The rabbits were, thereafter, randomly assigned to one of seven groups (n = 5). Four groups were fed 1% cholesterol diet and 0 (Positive Control), 0.5 (low dose), 1.0 (medium dose), and 1.5 mL (high dose) of BA fruit juice per kg of rabbit daily [hypercholesterolemic/atherogenic groups] [9, 24, 25], while the other three groups were fed commercial rabbit pellet and 0, 0.5, and 1.0 mL of juice per kg of rabbit daily (normocholesterolemic groups) for 90 days. Clean potable water was allowed ad libitum, and 120 g/day of food was provided during the experimental periods. All the rabbits were humanely sacrificed after the expiration of the experimental period (90 days).

The thoracic cavity was opened. The aortic root was dissected and separated from the aortic arc at the right sub-clavian branching point. The thoracic and abdominal aorta between the heart origin and bifurcation into iliac arteries were thus carefully removed and washed with ice-cold sterile physiologic phosphate buffered saline (PBS). One (1) cm section of the proximal ascending aortic arch was dissected out from each rabbit and was immediately snap-frozen in liquid nitrogen, then transferred and stored at −80 °C. Frozen aorta tissues were defrosted and homogenized in cold radio-immuno precipitation assay (RIPA) buffer containing a protease inhibitor (1 g tissue in 10 mL buffer) and then centrifuged at 8000×g for 10 min. The supernatants [10% (w/v) tissue homogenates] were collected and stored at −80 °C before analysis. Tissue homogenates were analyzed for biochemical parameters using reagent Infinity™ biochemical analyzer (Thermo Scientific, USA).

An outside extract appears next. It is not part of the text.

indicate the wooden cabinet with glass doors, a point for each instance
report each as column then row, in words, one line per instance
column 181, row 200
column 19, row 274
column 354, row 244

Measurement of ox-LDL, CRP, and TBARS

Each of the oxidized-LDL (ox-LDL), C-reactive proteins (CRP), and thiobarbituric acid reactive substances (TBARS) was quantified using enzyme-linked immunosorbent assay (ELISA) kits. Both the ox-LDL and CRP assay kits were products of CUSABIO (Hubei Province, China). TBARS assay kit was purchased from Cell Biolabs, Inc. (San Diego, CA 92126, USA). The concentration of low-density lipoprotein (LDL) cholesterol was calculated using the Friedewald equation, while coronary risk indices (CRI = TC/HDL) were also estimated [26]. Admittedly, these estimations are more appropriate to human samples.
$$ LDL= TC\hbox{--} HDL-\left(\left[ TG\right]/2.2\right)\kern0.24em \left( all\ concentrations\ are\ in\ mmol/ L\right) $$
(1)

Histopathological analysis

Rabbits’ thoracic aortas were carefully removed, washed with cold PBS following humane sacrifice. The thoracic aortas were immediately fixed in 4% paraformaldehyde in 0.1 M PBS (pH 7.4) for at least 48 h. Grossing was carried out to take a small portion of the organ. Five (5) mm section of the aorta was dissected from the top of the thoracic aorta. Then, they were put into tissue cassette for processing. The properly fixed aortic tissues were processed and hydrated gradually in a graded series of ethanol, using an automatic tissue processor, Leica TP 1020 (Leica Microsystem, Germany), then clarified in xylene, and embedded (Leica EG 1160, Leica Microsystem, Germany).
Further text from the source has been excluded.